Roberto Damiani
Assistant Professor, Teaching Stream
roberto.damiani@daniels.utoronto.ca
Roberto Damiani is a designer, curator, and scholar whose work investigates the intellectual discourses and spatial manifestations of the public and the common in architecture and urbanism through an approach that brings together history, theory, and design perspectives.
Damiani’s interest in the public is the most evident in the recent book he edited The Architect and the Public: On George Baird's Contribution to Architecture (Quodlibet, 2020) which gathers multiple voices on the Canadian architect and Daniels Professor Emeritus George Baird’s theoretical work and teaching. The volume was awarded a grant from the Graham Foundation for Advanced Studies in the Fine Arts.
Damiani holds a Ph.D. in History and Theory of Urbanism from the University of Pescara with a dissertation on Aldo Rossi's, Colin Rowe's, and Oswald M. Ungers's contribution to the teaching and practice of modern urban design. Some excerpts of his doctoral research have been exhibited at the 14th Venice Architecture Biennale and will be published in the forthcoming volumes Radical Pedagogies (MIT Press, 2022) and Histories of Architecture Education in the United States (Routledge, 2022).
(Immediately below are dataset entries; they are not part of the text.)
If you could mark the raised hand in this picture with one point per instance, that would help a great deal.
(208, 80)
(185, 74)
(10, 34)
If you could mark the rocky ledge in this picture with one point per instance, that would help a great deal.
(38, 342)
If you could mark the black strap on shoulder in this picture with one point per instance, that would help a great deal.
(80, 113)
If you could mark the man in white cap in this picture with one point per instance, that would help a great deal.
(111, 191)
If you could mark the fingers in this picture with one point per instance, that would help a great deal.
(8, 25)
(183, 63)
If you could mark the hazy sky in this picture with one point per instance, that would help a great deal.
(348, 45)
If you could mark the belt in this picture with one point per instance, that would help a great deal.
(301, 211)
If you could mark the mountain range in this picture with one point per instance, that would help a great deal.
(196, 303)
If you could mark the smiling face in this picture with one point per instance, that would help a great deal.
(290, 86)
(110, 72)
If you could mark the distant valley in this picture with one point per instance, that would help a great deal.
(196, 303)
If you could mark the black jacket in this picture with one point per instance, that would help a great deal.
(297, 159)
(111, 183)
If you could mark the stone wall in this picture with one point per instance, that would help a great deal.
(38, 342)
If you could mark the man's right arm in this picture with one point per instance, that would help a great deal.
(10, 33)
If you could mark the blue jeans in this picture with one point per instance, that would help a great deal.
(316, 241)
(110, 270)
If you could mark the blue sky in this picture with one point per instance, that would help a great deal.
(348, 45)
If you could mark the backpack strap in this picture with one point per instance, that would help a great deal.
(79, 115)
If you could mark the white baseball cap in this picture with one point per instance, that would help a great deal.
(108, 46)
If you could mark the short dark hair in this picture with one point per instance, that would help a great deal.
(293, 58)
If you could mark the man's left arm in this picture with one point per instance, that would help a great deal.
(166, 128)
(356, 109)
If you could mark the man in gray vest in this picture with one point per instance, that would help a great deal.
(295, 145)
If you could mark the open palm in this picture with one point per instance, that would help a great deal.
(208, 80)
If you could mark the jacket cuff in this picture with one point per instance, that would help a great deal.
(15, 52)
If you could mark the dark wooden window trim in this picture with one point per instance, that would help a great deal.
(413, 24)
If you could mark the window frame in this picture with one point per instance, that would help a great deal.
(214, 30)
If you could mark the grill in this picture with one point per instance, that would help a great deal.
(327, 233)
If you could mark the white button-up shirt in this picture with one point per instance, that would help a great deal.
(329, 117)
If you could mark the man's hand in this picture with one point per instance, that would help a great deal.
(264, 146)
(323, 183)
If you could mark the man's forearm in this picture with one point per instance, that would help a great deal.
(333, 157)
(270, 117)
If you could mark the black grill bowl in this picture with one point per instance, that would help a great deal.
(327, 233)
Other shorter writings on the teaching and practice of urbanism have appeared in the journals JAE, OASE, Scapegoat, and San Rocco.
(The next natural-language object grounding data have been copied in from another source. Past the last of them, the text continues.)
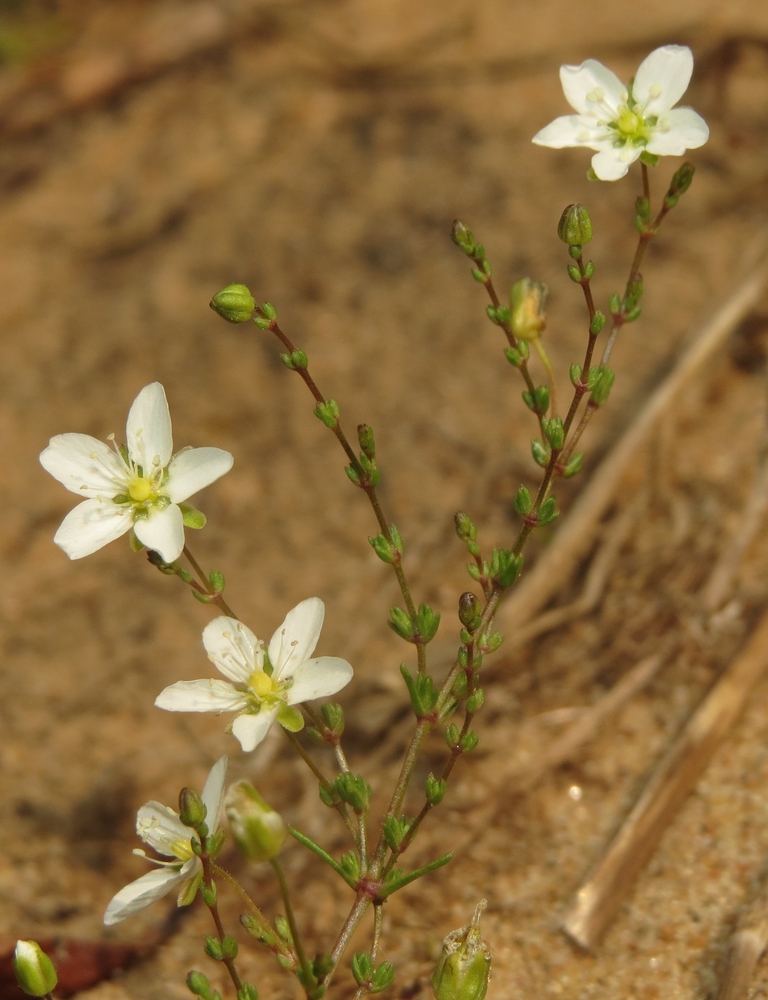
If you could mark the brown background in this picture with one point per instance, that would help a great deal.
(318, 151)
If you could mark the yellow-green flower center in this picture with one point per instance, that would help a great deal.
(182, 849)
(628, 121)
(631, 127)
(262, 685)
(140, 490)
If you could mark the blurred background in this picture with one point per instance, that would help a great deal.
(318, 151)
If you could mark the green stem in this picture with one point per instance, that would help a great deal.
(368, 489)
(424, 870)
(492, 295)
(340, 807)
(208, 865)
(354, 917)
(217, 599)
(306, 968)
(541, 351)
(252, 907)
(317, 849)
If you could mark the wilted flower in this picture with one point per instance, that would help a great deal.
(621, 122)
(160, 827)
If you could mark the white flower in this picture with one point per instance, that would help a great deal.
(259, 687)
(161, 828)
(139, 486)
(621, 122)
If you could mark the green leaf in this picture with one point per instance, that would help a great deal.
(290, 718)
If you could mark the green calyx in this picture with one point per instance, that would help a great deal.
(234, 303)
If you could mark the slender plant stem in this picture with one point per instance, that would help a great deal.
(208, 866)
(306, 968)
(493, 296)
(363, 991)
(367, 487)
(217, 599)
(541, 351)
(253, 908)
(356, 914)
(340, 807)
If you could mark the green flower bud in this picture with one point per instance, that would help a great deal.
(463, 238)
(234, 303)
(464, 967)
(465, 527)
(575, 226)
(258, 829)
(34, 971)
(527, 300)
(192, 812)
(198, 984)
(680, 183)
(470, 612)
Damiani’s design work on contemporary public space has been recognized in the international competition Toronto: Middle City Passages, 2015 and the exhibitions Call to Order (2015) at the University of Miami and Unfolding Pavilion (2018) in Venice and published in the Bauhaus’s journal Horizonte. In Toronto, he is the organizer and curator of Italy under Construction, a series of public lectures and exhibitions on contemporary architecture in Italy sponsored by the Italian Cultural Institute in Toronto (iuctoronto.it).
Damiani held teaching and research positions at Cornell University, the University of Waterloo, and the Daniels Faculty, where he is now teaching in the undergraduate and graduate programs.